Check with Jan on technical facilitation
Each test is expected to run for a week. The full cycle per test (coding, refining, analyzing) might take a month.
[Moiz shows mocks of A/B tests]
- Collapse all bottom links (other languages and other projects) into fancy dropdowns. Dropdown will group languages by article count, similar to what is already on the page.
- Starting from the existing point, move globe links to a line below the search box.
- Combine the first and second test. (Hopefully push to production here, depending on test results, and community feedback outside the A/B tests)
- Final target endpoint, which would be like #3 but with trending articles added. (Hopefully push to production here, depending on test results, and community feedback outside the A/B tests)
Moiz will post "final" mocks to wiki and solicit feedback. Post to [Discovery] mailing list, along with portal improvement wiki pages.
Moiz:
- We would remove the article counts from the top-10 links, and hiding other article counts inside a dropdown. So we need to make a strong case to justify this.
- Sister project links don't really convey what they do just from their name, so maybe we could improve by including descriptions in that dropdown.
Questions for the team:
How can we improve those experiences?
Mikhail: How about an A/B test keeping sister project links on the page, with descriptions?

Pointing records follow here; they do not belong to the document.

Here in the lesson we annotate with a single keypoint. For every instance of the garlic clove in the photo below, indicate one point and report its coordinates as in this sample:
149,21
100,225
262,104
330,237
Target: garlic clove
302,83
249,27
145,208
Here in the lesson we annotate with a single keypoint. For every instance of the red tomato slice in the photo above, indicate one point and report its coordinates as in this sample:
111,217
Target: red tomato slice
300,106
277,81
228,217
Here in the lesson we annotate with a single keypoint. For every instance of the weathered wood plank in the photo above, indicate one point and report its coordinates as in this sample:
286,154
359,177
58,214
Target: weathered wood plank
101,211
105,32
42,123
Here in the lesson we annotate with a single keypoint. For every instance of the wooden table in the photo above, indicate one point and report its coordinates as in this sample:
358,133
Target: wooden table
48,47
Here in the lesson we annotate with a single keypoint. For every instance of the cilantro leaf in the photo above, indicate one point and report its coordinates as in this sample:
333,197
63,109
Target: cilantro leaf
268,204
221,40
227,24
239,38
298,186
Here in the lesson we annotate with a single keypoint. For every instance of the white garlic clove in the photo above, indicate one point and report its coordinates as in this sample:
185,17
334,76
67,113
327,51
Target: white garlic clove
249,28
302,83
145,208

Moiz: I wrote a draft 3-5 word description of each project.
Deb: I like the suggestion; We want to be able to have the language picker, but people are interested in it. I like the dropdown treatment, but how would it work on mobile? Maybe there could be a button to show all the links the way they are used to.

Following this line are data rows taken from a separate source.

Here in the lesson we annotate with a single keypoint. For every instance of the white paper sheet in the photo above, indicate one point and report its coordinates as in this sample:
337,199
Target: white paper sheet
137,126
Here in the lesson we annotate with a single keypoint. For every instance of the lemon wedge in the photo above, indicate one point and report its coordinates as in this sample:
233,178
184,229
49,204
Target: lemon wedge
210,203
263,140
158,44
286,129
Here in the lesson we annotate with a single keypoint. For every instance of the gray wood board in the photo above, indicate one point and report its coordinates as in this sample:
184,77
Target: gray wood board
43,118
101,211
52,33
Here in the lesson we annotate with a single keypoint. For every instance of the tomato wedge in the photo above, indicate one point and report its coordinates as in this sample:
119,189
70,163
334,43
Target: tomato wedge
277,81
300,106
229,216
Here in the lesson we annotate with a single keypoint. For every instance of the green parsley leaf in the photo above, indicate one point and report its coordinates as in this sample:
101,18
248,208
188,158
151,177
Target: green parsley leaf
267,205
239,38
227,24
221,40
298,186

Moiz: I need to mock up mobile versions of all these pages. That's on my TODO list.
Jan: I wasn't expecting to see the sister projects in a dropdown. I kind of like them out on the page. There are lots of considerations--is the language selector the same as the ranking list, or separate? The mobile and non-JS cases need to be considered. Features like trending articles wouldn't be available without JS but we want to make them available in some way. I like the clean look of the proposed final page. I assume we'll still be doing the localizing thing where we put the user's preferred language(s) and not generic top-10. I like de-emphasizing the ranking because it doesn't help readers, but obviously editors/admins like the rankings.

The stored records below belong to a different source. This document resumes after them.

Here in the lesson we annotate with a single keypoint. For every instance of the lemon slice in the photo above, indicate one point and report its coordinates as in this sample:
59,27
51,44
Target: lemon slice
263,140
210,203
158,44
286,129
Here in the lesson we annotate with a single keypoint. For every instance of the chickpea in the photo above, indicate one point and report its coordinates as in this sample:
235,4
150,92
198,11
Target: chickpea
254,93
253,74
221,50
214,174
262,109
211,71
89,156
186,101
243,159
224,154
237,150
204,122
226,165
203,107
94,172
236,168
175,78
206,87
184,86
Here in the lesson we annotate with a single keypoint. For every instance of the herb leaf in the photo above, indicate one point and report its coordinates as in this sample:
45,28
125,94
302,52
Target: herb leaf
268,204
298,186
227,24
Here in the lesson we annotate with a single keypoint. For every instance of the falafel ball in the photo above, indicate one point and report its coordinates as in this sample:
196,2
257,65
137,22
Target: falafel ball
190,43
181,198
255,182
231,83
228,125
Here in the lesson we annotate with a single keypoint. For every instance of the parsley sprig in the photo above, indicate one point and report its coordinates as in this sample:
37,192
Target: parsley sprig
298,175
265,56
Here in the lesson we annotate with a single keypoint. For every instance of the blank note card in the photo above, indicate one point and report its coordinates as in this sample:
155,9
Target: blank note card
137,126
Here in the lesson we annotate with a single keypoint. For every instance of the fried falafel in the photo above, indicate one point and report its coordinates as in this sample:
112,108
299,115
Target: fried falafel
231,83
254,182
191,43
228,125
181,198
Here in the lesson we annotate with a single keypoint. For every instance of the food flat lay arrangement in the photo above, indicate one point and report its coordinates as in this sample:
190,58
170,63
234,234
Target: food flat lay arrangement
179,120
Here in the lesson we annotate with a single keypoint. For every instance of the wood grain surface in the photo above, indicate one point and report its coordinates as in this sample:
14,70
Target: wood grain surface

Moiz: I also prefer the sister projects in the footer, but Deb wanted to see them above the fold. We can discuss further.
Jan: We should talk more about it. Would that conversation happen in phab? There is one ticket right now; do you want to split that into more tasks?
Deb: We can run an A/B test to see if the sister projects are better in a dropdown or footer. The logos or names in the footer didn't seem as helpful, but with the descriptions maybe it would work.
Moiz: If every test takes us a month, each one pushes everything back, which is painful. Earlier mocks had it in the footer. It is a common pattern; like a site map.
Deb: The question I have about that is: How do people know there is something below the fold. Users might not scroll down.
Moiz: That's a design and product decision. We need to prioritize the elements on this page. We can't put everything above the fold.
Deb: But if there is no indication that there is something below the fold, they might not even try.
Moiz: Research shows that scrolling is a common behavior; many people scroll first as soon as a page is loaded. Especially on mobile. But we can put some indication that there is something below.
Jan: I agree about prioritizing things. We could have a visual indicator that there is more below.
Deb: Relevant article: http://conversionxl.com/above-the-fold/
Moiz: Our "call to action" is to search or to click on a (relevant or) top-10 link. Maybe trending would become the first, with search second.
Kevin: We don't really know why people are coming to this page, so it seems presumptuous of us to say the call to action has to be search. But this is wikipedia.org so the sisters seem like they would be secondary.
Deb: I'm not happy with the term "de-emphasize". We want people to find it. Below the fold is fine, but I object to the term "de-emphasize".
Moiz: We need to have a hierarchy on the page, which means you emphasize some things and de-emphasize others.
Deb: We don't want trending to overpower the search.
Jan: With the language stuff, so far the A/B tests here are pretty easy. The significant work would be the universal language selector. And obviously the trending articles.
Deb: So if we don't use the universal language selector, but instead use the new mock from Moiz, I would think that would be easier to develop?
Jan: Yes.
Deb: As a PM I love the universal language selector, but I understand it's difficult.
Jan: I would love to rework the selector, but we should see how our time goes.
Deb: If we use the universal language selector, we might need some alternative mechanism to show the article counts and ranking.
Moiz: Was talking to Pau, asking why the language selector wasn't more widely used. (Scribe: Not sure what the reasons were.) They have a JS-only version which is outside of MediaWiki. But I agree with Deb that doing the easy way for now makes sense. In the future, we could change that dropdown to the language selector.
Kevin: Leaving sisters below the fold could save effort vs. putting them in a dropdown.
Deb: Right. For that test we could leave them below the fold, but have the 3-word descriptions. Would be interesting to see if they got more clicks due to the description.
Jan: We could put a just-above-the-fold hint that there is more down below.
Deb: The fold is at a different place on each device.
Dan: My advice: Get Chris looped in. It's fine to have these discussions with subsets. Get the plan on a wiki page (which is the team's responsibility). Chris's job will be to figure out how to disseminate that info, and get feedback to where it belongs. This looks good. The presentation looks good.
Deb: I talked with Chris yesterday, and he's OK with it.
Dan: Just include tons of disclaimers (plan not commitment; mocks are an indication not detailed pixel-perfect; etc).